I've tried some other things but I don't think I'm getting any closer to the answer. Any help is much appreciated.

 

[mark726]

Thank you for your post. Let's take a look at your attempt at solving the third equality. It seems that you are on the right track, but there are a few mistakes in your calculations. I will point them out and provide some guidance on how to correct them.
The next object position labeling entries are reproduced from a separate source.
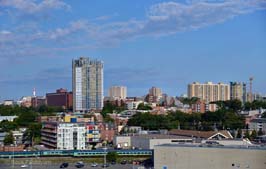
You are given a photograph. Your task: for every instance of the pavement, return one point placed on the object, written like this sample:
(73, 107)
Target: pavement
(71, 166)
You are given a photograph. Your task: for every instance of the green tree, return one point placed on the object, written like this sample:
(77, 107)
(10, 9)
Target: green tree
(253, 135)
(260, 132)
(247, 135)
(7, 126)
(9, 139)
(111, 156)
(263, 115)
(239, 133)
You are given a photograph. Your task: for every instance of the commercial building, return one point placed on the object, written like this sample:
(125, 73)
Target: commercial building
(209, 91)
(61, 98)
(8, 103)
(238, 91)
(8, 118)
(87, 83)
(133, 105)
(25, 101)
(154, 96)
(258, 124)
(93, 133)
(206, 135)
(38, 101)
(171, 156)
(118, 92)
(148, 141)
(202, 107)
(64, 136)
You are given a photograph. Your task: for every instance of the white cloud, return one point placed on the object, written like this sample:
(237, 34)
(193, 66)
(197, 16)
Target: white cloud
(162, 19)
(32, 7)
(5, 32)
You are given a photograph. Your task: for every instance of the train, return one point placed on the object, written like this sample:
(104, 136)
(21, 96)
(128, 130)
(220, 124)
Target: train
(73, 153)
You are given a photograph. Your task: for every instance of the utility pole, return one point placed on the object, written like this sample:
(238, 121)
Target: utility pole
(13, 161)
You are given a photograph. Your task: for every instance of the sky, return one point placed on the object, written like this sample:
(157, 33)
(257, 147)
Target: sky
(143, 43)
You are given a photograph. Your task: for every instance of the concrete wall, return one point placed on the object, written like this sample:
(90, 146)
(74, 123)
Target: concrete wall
(122, 141)
(140, 142)
(178, 157)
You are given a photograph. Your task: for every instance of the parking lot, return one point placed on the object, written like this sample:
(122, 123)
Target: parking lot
(71, 166)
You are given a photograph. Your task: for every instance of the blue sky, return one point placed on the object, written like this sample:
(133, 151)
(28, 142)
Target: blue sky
(142, 43)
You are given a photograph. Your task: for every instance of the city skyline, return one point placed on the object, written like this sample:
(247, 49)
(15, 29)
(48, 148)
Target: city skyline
(143, 44)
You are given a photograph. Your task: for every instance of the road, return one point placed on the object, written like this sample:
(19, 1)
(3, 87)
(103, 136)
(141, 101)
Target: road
(71, 166)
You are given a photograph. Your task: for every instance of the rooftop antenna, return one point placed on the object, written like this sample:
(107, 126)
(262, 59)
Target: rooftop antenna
(250, 88)
(34, 92)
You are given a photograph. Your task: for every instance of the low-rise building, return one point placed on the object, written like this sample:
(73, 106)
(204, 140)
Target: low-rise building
(171, 156)
(38, 101)
(61, 98)
(8, 118)
(258, 124)
(123, 142)
(148, 141)
(8, 102)
(93, 133)
(18, 137)
(64, 136)
(133, 105)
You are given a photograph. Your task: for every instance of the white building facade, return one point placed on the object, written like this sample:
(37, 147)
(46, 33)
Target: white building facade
(71, 136)
(87, 84)
(118, 92)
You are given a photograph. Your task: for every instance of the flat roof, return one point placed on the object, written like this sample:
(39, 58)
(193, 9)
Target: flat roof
(214, 146)
(161, 136)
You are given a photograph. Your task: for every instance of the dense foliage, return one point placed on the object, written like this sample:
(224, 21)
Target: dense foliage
(27, 117)
(195, 121)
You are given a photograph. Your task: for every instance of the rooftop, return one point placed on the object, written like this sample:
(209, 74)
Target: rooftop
(214, 146)
(160, 136)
First, let's look at the expression you have for \nabla_{y}^{'}. You correctly used the definition of the rotation operator P_{z}(\theta), but then you wrote it as \exp\left\{ -i\alpha\left(xp_{y}-yp_{x}\right)\right\}. This is not quite correct. Remember that j_{z} = xp_{y}-yp_{x}, so the correct expression should be \exp\left\{ -i\alpha j_{z}\right\}.

Next, you wrote p_{y} as the generalized momentum operator, which is correct. However, when you apply the commutation relation [p_{z},xp_{y}-yp_{x}] = 0, you wrote p_{y} as the physical momentum operator. This is incorrect. Remember that p_{y} is a part of the generalized momentum operator j_{z}, so you should use [p_{z},j_{z}] = 0 instead.

Finally, when you expand the exponential terms, you should use the binomial theorem to factor out the powers of x and y. This will simplify your expression significantly.

I hope this helps you to correct your mistakes and continue with your solution. If you need further assistance, please do not hesitate to ask. Good luck!